Let’s suppose the author actually WANTS Trump to ignore his naysayers. The best way to do that is to plant the seed of mistrust in Trump’s mind. And the best way to do that is to create the illusion that there is an anti-Trump cabal running amok in Washington.
Did The Times ever consider the possibility that it was “being played” by an ingenious Trump toady who wanted to separate the president from those naysayers? I can only wonder.
Make no mistake, I think Trump is a poor excuse for a president. But he is the president, and as president he must have access to all the information he needs in order to carry out his duties. At least in theory The Times has undermined the naysayers in his administration who might provide that information.
The Times’ decision is the kind of fundamental mistake that journalists have been told they must never make, the one line they must never cross – interfering directly in the conduct of government.
The Times should be ashamed of itself for undermining the notion of journalism as an unbiased, independent source of news. And all journalists should condemn The Times for making their jobs even more difficult because it has undermined the trust that Americans have in them to speak the truth fairly, objectively and independently.
That essay is NOT news. It is just one person’s assertion of what’s going on. If The Times had done its job, that essay would have been the starting point for some hard reporting. The Times’ reporters should have been ordered to confirm those assertions through their contacts within the administration.

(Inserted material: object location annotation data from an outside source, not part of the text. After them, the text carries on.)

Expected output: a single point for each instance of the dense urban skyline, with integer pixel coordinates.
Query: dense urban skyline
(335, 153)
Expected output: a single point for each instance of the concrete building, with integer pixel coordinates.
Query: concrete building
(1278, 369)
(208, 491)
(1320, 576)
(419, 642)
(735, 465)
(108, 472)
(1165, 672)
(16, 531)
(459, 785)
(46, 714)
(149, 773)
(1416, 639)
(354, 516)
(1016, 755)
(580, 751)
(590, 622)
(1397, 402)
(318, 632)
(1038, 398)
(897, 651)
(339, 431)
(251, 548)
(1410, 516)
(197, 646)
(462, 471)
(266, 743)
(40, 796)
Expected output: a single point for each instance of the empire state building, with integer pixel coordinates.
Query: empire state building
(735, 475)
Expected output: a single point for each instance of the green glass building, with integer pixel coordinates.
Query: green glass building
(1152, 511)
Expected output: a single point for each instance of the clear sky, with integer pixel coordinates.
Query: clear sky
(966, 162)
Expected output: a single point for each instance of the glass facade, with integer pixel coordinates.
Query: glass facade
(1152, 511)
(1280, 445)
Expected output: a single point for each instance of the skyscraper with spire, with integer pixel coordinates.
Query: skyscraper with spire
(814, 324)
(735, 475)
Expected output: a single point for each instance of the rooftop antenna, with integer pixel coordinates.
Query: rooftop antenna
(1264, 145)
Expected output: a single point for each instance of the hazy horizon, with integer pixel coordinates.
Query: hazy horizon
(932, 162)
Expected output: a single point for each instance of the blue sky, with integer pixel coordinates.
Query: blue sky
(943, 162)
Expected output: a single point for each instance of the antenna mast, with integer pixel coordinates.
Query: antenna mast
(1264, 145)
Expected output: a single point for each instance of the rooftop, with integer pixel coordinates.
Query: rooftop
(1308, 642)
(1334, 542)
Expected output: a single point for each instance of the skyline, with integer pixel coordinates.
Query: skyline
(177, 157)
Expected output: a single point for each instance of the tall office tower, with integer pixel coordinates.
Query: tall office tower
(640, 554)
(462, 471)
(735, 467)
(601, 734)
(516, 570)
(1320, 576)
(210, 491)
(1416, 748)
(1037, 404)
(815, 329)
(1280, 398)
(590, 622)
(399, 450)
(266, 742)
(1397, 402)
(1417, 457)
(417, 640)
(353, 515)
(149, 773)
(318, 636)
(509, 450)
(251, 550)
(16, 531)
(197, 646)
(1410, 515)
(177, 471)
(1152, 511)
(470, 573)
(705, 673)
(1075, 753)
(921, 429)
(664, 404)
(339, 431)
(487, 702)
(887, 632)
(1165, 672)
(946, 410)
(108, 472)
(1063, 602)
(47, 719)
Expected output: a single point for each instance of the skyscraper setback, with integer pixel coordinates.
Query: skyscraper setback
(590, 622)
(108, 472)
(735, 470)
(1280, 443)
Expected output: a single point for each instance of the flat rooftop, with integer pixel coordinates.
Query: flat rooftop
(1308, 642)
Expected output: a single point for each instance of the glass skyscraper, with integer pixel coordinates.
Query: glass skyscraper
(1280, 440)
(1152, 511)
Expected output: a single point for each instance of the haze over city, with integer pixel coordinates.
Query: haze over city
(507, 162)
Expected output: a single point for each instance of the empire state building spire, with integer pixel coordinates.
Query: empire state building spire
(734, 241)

The Times’ failure to do so sounds like intentional journalistic laziness to me, and implies that its goal is to hang Trump out to dry. Even as ardent a Trump detractor as I am believes Trump deserves better, and especially from the icon of American journalism.

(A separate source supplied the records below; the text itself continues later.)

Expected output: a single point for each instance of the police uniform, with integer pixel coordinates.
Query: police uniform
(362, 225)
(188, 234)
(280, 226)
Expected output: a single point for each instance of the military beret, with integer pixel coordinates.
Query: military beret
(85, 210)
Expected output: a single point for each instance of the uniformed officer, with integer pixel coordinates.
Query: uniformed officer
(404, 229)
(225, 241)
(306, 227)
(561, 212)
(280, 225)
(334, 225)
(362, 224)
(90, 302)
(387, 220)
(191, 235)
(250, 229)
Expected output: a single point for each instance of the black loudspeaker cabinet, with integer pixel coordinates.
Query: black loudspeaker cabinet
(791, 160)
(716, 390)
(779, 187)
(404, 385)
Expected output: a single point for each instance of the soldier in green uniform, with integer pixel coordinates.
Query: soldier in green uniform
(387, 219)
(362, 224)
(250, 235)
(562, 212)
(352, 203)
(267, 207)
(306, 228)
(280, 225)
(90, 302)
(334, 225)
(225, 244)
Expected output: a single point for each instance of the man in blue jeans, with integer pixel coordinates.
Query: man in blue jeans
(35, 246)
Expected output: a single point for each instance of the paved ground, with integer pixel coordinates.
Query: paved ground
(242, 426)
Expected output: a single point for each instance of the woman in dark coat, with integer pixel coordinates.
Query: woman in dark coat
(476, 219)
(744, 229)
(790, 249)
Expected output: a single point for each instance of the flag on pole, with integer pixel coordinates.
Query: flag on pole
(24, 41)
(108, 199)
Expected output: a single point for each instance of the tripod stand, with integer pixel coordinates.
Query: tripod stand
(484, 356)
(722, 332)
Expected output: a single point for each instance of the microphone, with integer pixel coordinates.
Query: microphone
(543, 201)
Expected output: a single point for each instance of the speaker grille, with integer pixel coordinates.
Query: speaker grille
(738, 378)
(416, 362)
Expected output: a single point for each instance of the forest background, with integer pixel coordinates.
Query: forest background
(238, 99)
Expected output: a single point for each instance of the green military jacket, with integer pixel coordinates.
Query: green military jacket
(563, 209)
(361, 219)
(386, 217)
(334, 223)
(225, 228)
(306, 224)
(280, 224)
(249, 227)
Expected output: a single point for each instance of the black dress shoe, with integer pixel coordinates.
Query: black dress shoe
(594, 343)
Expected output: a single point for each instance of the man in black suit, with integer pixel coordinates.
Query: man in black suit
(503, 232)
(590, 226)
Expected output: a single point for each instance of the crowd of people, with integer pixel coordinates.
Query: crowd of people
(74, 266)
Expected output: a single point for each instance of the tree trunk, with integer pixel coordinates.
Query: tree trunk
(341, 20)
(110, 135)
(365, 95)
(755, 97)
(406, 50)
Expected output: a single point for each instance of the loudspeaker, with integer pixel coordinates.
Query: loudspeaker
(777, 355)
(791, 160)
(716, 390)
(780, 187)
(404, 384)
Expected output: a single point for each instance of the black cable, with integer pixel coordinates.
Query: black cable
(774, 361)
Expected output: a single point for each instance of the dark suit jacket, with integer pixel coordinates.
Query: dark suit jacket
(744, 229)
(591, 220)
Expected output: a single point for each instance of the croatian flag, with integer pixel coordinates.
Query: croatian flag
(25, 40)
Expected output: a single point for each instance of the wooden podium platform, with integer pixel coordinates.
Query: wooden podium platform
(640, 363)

Perhaps worst of all, The Times has given the author power to cover his or her tracks rather than to take responsibility for bringing his or her concerns to those who are responsible for oversight of the presidency. This is another example of direct interference in government operations that is borderline illegal, and morally and ethically reprehensible.
If the statements in this article are correct – and there is no way of knowing for sure – the author should have brought his or her concerns to those in Congress who can evaluate whether they constitute grounds for impeachment or, at the very least, a tongue-lashing from Trump’s fellow Republicans.
It is now all but impossible for anybody in the Republican Party to directly address these problems with the president because doing so could inspire Trump to lump those critics in with the author. This gives Trump all the ammunition he needs to ignore Republican pushback to his agenda – i.e., an engraved excuse for Trump to “go rogue.” And what good will that do?
The Times’ mistake will impact journalism and journalists for a long time. We must endure criticism from Trump and many others about “fake news,” which he believes is any “news” that doesn’t make him look good. And now Trump can use The Times as “proof” that “the media” are trying to lynch him.